For Walzer, the ‘paradox’ of secularist movements giving way to resurgent religious fundamentalism can be located in the fact that these particular modernising revolutionaries emerged from the same milieu as their former oppressors. Their aim may have been to end foreign rule, but they were more at ease with foreign culture than with the people they wanted to liberate. Thus Nehru spent eight years at British schools and reportedly told the American ambassador John Kenneth Galbraith that he was the ‘last Englishman to rule in India.’ Typical among the revolutionary cadres, Ben Bella, the first president of Algeria, preferred Lenin, Sartre and Malraux to the tomes of Muhammad. As for the Labour Zionists, they were likely to be Jews who had ‘assimilated into the world of their oppressors and who viewed their own people with a foreign eye,’ as Walzer notes.
There was, in essence, too great a distance between the liberators and the people who had to be liberated; and little interest on the part of the former in bridging the gap.

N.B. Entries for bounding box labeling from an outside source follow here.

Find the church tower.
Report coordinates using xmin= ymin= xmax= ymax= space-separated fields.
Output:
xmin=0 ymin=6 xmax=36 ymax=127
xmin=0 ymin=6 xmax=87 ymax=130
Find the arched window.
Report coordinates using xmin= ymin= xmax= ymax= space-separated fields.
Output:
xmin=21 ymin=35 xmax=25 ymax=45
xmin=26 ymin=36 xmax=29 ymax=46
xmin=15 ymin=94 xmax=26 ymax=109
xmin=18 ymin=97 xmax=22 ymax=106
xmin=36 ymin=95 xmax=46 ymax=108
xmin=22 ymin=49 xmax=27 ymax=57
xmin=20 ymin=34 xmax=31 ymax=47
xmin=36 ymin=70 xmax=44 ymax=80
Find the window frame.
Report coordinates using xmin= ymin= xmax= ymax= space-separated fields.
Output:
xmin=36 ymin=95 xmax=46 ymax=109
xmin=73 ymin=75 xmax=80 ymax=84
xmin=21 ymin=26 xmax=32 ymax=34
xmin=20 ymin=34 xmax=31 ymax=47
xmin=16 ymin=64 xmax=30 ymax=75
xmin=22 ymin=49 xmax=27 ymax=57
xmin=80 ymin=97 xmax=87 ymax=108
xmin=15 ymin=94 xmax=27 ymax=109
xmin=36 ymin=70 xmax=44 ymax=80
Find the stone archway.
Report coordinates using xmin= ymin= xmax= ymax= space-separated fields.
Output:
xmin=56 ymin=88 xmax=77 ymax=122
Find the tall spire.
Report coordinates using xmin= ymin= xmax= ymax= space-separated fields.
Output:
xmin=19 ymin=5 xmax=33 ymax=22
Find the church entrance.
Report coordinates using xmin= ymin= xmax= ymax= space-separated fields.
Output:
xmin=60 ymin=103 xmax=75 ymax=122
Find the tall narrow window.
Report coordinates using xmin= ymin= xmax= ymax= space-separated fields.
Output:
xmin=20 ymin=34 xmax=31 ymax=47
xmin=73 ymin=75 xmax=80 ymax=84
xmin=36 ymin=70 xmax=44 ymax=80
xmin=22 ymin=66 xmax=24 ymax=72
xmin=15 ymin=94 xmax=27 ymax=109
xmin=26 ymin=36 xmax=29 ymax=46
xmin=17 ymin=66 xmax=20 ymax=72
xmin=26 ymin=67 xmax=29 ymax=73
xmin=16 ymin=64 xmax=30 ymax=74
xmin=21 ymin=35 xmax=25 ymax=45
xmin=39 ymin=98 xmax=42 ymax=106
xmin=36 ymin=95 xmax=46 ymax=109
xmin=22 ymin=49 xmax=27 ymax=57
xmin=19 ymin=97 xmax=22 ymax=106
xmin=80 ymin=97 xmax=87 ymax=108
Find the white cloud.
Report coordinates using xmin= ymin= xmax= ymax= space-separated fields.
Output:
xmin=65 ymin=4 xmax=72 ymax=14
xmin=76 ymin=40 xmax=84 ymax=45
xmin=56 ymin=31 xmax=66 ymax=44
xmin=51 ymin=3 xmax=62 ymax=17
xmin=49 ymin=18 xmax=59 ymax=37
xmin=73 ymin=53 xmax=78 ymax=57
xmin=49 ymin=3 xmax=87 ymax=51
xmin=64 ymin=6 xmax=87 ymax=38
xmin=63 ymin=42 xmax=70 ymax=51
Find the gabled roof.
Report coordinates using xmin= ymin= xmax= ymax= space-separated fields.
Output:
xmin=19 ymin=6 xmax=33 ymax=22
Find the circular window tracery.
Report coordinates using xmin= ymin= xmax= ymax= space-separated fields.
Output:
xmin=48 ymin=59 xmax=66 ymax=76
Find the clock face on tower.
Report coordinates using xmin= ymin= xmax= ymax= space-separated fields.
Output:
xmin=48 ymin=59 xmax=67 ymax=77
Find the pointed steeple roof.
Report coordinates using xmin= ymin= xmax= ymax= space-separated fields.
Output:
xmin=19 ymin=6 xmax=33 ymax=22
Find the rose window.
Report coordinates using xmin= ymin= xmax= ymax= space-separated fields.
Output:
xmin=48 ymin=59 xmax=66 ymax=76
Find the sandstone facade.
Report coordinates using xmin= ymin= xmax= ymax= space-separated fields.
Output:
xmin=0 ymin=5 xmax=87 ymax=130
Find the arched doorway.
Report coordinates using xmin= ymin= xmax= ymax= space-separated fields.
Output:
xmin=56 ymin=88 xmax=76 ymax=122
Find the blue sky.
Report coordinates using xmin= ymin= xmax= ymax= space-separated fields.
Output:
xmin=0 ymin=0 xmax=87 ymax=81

In a writer less sophisticated than Walzer conclusions like this would invariably lead to hand-wringing about the incompatibility of ‘Western’ secularist enterprises with ‘authentic’ non-Western societies. What the nations in question really require, so that argument would likely go, are movements more in tune with local conditions; perhaps even movements willing to eschew a ‘Western-centric’ opposition to things like the subordination of women.
Walzer rightly gives this short shrift, but he also has little time for a dogmatic Marxism which blames the inability of secularism to put down lasting roots on the unwillingness of independence leaders to give history a violent shove in the manner of a Lenin or an Ataturk. ‘Traditionalist worldviews can’t be negated, abolished or banned; they have to be engaged,’ Walzer writes.
And so the problem is not that independence leaders were insufficiently secular; but nor is it that they failed to pander to the prejudices of local reactionaries. Instead their mistake was to fail to open a dialogue with fellow reformers, whose politics remained steeped in the old traditions.
Walzer does not, as the postmodernists might, call on liberationists to set aside their objections to the tyranny of traditionalist passivity and backwardness. But he does reject any attempt at a complete ‘negation’ of the old order which ignores the appeal of nation-based politics. Proletarian internationalism has rarely appealed to flesh and blood proletarians, and nations are not blank states but entities with ‘particular cultures and histories [which]… produce particular versions of secularism and modernity.’
An open secularism with indigenous characteristics. A genuine secularism – rather than an anaemic and relativist cop-out – nonetheless.